According to the Office of the Superintendent of Financial Institutions (OSFI), the bail-in regime applies to Canada’s domestic systemically important banks (D-SIBs) which includes all of the six largest domestic Canadian banks. The details of the bail-in regime are set out in the regulations under the Bank Act and the Canada Deposit Insurance Corporation (CDIC) Act that will come into force later this month, precisely on September 23, 2018 (Regulations). As stated in our previous post, under the Regulations, if OSFI believes that a D-SIB has ceased, or is about to cease, to be viable, the CDIC may take temporary control or ownership of the D-SIB and convert all or a portion of the D-SIB’s bail-in debt (Bail-in Debt) into common shares of the D-SIB.
CSA Staff Notice 46-309 – Regulation of Bail-in Debt:
The CSA confirms that the introduction of the bail-in regime is not retroactive. A D-SIB debt issued before the effective date of the Regulations would not be subject to bail-in, unless an instrument issued before September 23, 2018 is amended on or after that day to increase its principal amount or extend its term to maturity. In other words, a D-SIB with outstanding unsubordinated debt securities issued both before and after September 23, 2018 would have multiple types of “unsubordinated debt” that would carry different levels of risk of loss.
The CSA further notes that:
- there is an important distinction between holding Bail-in Debt compared to non-Bail-in Debt in terms of investment risk;
- compliance with know-your-client (KYC), know-your-product (KYP) and suitability requirements under National Instrument 31-103 Registration Requirements, Exemptions and Ongoing Registration Requirements (NI 31-103) is a critical aspect of investor protection; and
- the risks of owning D-SIB Bail-in Debt include the risk that a determination of non-viability of a D-SIB by federal authorities could lead to the conversion of all or a portion of a D-SIB’s Bail-in Debt into common shares.

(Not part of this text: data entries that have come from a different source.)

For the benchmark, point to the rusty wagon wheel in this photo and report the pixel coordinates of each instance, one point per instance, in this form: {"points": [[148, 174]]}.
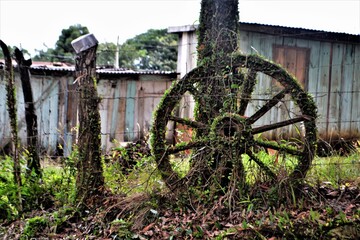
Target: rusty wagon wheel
{"points": [[264, 108]]}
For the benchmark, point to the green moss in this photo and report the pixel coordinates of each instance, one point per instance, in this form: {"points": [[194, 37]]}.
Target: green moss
{"points": [[34, 227]]}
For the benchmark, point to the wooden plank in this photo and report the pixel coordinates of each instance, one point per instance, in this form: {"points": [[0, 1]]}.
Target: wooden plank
{"points": [[355, 108], [346, 91], [130, 111], [120, 130], [335, 91], [323, 87]]}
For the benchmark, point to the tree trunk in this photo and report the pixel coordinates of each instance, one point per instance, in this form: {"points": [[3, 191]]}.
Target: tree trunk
{"points": [[218, 39], [11, 106], [90, 180], [33, 160]]}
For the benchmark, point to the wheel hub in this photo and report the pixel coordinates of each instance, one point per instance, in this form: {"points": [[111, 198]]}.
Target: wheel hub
{"points": [[231, 127]]}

The CSA confirms that if it becomes aware of any distributions or trades of Bail-in Debt by persons or companies in the business of trading in securities that are being made to investors located in Canada that are not being made either: (i) by or through a registered dealer (in accordance with investor protection requirements applicable to that registered dealer under NI 31-103); or (ii) in compliance with the international dealer registration exemption in section 8.18 of NI 31-103, the CSA will consider whether regulatory action is appropriate. This would include seeking a cease-trade order in respect of the Bail-in Debt, where warranted.
CSA Staff Notice 81-331 – Bail-in implications for investment funds:
The CSA also confirms that money market funds are permitted to invest in a Bail-in Debt provided that the Bail-in Debt continues to meet the prescribed eligibility requirements applicable to money market funds as set out in subsection 2.18(1) of NI 81-102. This requires, for example, investment fund managers (IFMs) to continually monitor their investments in a Bail-in Debt to ensure such investments are in compliance with the designated rating requirements, and are generally readily convertible to cash. In addition, the CSA notes that an IFM that chooses to invest in a Bail-in Debt must fully understand the key implications of doing so and take into consideration any risks to their funds as a result of the investment, such as the risk that the CDIC may convert all or a portion of a Bail-in Debt into common shares.
Lastly, the CSA reiterates that if an IFM, or one or more of its investment funds, hold a Bail-in Debt, such holdings must be consistent with the fund’s investment objectives and strategies and be held in compliance with NI 81-102, as applicable.